Lambeth and Southwark London Assembly member, Florence Eshalomi, also wrote a letter to the Bank of England today, she announced on Twitter.
“The recent announcement from the Bank of England announcing a redesign of the £50 note is the ideal and indeed historical time for the UK to pay recognition to the contributions of black women in the UK. I believe that this honour should bestowed upon Mary Seacole,” she said.
Shortly after the announcement of the new £50 note, founder of the 100 Great Black Britons list Patrick Vernon OBE launched a petition on change.org calling for Seacole to be featured on it. It currently has more than 120,000 signatures.
He told HuffPost UK: “In 2003, 100 Great Black Britons was launched and Mary Seacole, the Crimean nurse, was voted the Greatest Black Briton of all time. The original campaign was in response to the BBC 100 Great Britons campaign in 2002 where the public voted for Winston Churchill.
“The 100 Great Black Britons was inspired by the non-existence of any one of African descent on the BBC campaign – despite the fact there has been a black presence in the British Isles for over 1,000 years. Freddie Mercury was the only person of colour on the original BBC list.
“There is a significant gap in how Black Britain is part of the national narrative and the marginalisation of Black History Month. The recent Windrush Scandal further highlights the need for public education on the black presence from Roman times to post-war migration.”

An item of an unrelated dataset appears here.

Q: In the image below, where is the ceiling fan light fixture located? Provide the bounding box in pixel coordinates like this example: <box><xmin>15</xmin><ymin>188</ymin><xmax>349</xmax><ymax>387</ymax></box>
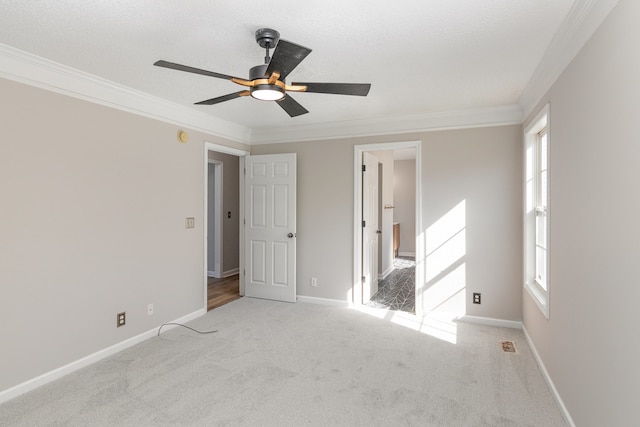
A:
<box><xmin>251</xmin><ymin>84</ymin><xmax>285</xmax><ymax>101</ymax></box>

He added: “Placing Mary Seacole on the new £50 note would be one way of redressing these issues. This would be a fitting tribute to her contribution to the nursing and caring profession, as well as a historical role model for women and people from African, Caribbean and other minority ethnic communities in Britain.”
Trevor Sterling, Mary Seacole Trust Chair, told HuffPost: “Mary is not only a reflection of our great British history, but presents as a window of optimism for the younger generation. If there has ever been a time in our society where such values are paramount to be recognised, it is now. We commend Patrick Vernon for once again championing Mary Seacole and urge the public for their support in signing his petition.”
He said the production of the new note offers an opportunity to “put down another marker to demonstrate that we believe in a caring, compassionate and diverse society”.
″The Bank’s announcement has created much discussion and debate. This is understandable given the number of appropriate candidates worthy of featuring. We believe that any person who features should fundamentally reflect the diverse nature of British society and broadly be accepted as having made an important contribution to society and/or its culture,” Sterling added.
“In this regard, there can be no better example than Mary Seacole who was forgotten for nearly one hundred years. It is only right that she be acknowledged in this way, her compassion and values are as relevant today as they ever were. Mary deserves her place in British history.”
On the Bank of England’s website, it states that bank note characters “[allow] us to celebrate people who have shaped UK society through their thought innovation, leadership or values”.
“We want the characters who make it onto our banknotes to come from different backgrounds and fields. When selecting a new character, we take into account who has featured on notes in the past. This means that our choices can reflect the diversity of UK society,” the website further reads.